Freed-Thall’s final chapter, ‘Tidewrack, Beckett to Sunde’, is an exploration of waste, fatigue, and the ‘“decompositional lingering” that characterises Great Acceleration aesthetics’ (173) in late modernist and contemporary visual and performance art. In this chapter, Freed-Thall suggests that works such as Severo Sarduy’s radio play The Beach, Stuart Haygarth’s sea-trash sculpture Strand, and Mandy Barker’s photographic series SOUP ‘index historical and ecological violence on multiple levels’ (155). Objects such as Haygarth’s rubber shoes, ‘eaten away by saltwater’ (153), ‘represent not the waning of historicity but a conception of historical process that includes a vast array of human and more-than-human actors’ (155). It is in the ‘tender arrangements of such debris’, for Freed-Thall, that we ‘glimpse the cracks in a containerised world’ (158), experiencing ‘a mixture of aesthetic delight, bewilderment, and grief’ (157).
‘If the modernist/avant-garde rallying cry “make it new” unwittingly anticipated the rapid-fire, “just-in-time” logic of Great Acceleration commodity production and consumption’, she continues, ‘the residual quality of tidewrack art opens onto a different temporal ethos: a strange layering of evanescence and endurance’ (157-158). This chapter is perhaps at its strongest when Freed-Thall reads Winnie’s objects in Happy Days as a form of tidewrack, forging fascinating links between sun exposure and ‘doing femininity’ (169). I wonder if the chapter as a whole might feel more cohesive had Freed-Thall structured it around Beckett’s play. Nonetheless, the chapter sustains its sense of the ‘psychic, corporeal, and ecological wastedness that characterises late capitalism—the mood of an era in which we deplete our own bodies along with the planet’s other raw materials’ (162).

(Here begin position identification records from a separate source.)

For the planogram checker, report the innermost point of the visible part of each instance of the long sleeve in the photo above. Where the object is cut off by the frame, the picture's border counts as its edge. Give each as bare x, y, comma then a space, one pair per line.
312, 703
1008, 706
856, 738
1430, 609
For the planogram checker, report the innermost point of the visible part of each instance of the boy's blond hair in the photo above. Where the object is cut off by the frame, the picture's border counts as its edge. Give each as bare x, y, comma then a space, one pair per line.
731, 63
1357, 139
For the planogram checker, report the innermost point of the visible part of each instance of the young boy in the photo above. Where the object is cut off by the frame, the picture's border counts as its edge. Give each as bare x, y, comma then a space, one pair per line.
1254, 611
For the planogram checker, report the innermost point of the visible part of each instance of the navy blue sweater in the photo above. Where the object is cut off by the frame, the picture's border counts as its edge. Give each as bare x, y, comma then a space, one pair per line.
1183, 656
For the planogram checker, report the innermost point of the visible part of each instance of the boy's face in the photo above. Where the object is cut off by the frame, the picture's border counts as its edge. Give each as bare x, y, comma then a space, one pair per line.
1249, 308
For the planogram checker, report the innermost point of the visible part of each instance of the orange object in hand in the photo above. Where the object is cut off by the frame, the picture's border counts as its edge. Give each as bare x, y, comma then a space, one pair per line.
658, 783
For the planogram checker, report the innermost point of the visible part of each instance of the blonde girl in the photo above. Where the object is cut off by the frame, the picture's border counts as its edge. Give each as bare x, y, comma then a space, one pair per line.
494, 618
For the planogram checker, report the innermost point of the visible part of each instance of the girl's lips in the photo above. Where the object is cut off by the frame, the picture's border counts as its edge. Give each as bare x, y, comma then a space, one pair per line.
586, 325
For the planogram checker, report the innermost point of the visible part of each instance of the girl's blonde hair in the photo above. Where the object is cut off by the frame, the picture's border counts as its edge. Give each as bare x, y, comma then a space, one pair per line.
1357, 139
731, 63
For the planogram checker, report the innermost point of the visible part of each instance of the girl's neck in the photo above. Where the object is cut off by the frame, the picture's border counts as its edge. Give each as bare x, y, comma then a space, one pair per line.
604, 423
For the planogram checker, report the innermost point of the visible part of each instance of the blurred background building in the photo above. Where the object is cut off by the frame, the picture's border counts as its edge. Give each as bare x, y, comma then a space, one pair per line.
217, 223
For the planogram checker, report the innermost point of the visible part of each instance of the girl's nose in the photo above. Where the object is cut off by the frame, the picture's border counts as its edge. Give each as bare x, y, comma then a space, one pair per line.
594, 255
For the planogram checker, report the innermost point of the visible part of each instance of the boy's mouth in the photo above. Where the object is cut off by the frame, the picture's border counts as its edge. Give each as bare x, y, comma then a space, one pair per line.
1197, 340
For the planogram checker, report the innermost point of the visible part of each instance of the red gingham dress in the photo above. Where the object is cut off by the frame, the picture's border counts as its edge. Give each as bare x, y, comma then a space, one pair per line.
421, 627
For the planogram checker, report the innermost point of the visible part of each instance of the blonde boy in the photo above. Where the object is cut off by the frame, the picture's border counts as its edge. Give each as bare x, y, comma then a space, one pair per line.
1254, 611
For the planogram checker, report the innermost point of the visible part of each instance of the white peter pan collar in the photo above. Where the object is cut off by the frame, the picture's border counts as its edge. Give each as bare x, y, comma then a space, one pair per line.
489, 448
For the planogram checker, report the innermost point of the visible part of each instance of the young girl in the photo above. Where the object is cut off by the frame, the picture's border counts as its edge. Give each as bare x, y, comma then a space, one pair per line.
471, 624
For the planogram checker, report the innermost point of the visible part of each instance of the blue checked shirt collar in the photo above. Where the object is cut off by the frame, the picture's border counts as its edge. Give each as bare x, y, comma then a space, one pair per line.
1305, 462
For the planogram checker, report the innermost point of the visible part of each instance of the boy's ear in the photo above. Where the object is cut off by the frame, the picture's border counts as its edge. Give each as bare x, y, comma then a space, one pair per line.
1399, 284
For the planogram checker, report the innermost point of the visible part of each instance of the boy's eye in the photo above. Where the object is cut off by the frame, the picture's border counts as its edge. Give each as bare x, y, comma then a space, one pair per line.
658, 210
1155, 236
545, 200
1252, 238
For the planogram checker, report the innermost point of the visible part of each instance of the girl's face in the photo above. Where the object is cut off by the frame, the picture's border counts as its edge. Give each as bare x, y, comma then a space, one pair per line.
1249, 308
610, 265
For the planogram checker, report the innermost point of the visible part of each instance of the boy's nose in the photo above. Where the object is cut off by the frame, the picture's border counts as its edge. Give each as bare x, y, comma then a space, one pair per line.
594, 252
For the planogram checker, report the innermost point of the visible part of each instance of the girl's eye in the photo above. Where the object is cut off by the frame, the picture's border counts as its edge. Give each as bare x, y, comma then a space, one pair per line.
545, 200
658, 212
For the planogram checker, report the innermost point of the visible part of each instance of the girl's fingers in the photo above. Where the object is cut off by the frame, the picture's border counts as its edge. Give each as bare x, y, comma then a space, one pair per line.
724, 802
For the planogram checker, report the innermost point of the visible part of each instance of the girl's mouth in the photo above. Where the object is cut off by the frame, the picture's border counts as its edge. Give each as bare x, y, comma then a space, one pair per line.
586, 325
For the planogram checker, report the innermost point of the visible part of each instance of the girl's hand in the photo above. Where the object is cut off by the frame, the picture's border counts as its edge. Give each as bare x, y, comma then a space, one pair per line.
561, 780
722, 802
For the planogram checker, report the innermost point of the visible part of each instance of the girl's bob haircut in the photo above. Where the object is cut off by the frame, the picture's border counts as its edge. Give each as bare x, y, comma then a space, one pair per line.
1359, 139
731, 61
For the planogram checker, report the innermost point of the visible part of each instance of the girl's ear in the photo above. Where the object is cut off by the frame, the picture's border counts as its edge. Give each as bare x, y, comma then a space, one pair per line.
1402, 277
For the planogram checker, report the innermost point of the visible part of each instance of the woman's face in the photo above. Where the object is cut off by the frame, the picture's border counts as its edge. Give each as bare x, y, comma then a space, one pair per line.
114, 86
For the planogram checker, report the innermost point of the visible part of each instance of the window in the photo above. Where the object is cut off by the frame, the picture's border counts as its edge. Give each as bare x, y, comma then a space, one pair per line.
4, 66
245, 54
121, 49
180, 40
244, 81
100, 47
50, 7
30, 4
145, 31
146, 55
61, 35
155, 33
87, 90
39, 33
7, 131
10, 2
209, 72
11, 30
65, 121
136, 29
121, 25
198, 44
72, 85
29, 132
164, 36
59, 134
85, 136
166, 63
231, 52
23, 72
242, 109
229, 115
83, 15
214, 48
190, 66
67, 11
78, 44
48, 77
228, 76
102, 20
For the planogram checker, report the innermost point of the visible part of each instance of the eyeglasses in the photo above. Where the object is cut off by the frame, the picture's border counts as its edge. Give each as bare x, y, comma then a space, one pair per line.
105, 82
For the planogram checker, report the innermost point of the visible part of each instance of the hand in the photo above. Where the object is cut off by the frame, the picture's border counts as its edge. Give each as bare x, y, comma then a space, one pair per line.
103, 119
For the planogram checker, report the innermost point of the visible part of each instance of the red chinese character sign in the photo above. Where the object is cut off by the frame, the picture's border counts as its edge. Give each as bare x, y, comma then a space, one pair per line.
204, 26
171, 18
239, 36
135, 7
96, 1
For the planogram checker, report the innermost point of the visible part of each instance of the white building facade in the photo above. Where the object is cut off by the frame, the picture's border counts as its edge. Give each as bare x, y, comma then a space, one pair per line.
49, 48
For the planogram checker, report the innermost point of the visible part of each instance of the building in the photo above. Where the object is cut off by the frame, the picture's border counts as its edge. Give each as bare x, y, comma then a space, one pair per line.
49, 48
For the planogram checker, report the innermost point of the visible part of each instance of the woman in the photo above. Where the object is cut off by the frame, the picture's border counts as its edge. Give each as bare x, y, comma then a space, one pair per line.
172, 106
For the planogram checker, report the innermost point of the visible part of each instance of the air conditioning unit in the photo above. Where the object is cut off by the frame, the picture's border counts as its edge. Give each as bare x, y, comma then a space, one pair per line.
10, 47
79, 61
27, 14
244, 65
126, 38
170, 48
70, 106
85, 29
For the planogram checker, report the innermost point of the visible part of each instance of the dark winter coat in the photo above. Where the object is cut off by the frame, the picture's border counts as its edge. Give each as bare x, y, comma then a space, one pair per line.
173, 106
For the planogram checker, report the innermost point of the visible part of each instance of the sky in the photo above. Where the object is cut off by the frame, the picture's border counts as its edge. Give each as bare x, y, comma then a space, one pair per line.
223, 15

Modernism at the Beach is an exceptional book. Freed-Thall covers expansive ground - and coast - yet chooses her critical texts carefully and concisely, weaving a range of literature, art, culture, and critical theory together deftly. Timely and original, creative and profound, Modernism at the Beach is essential reading for modernists and ecocritics alike.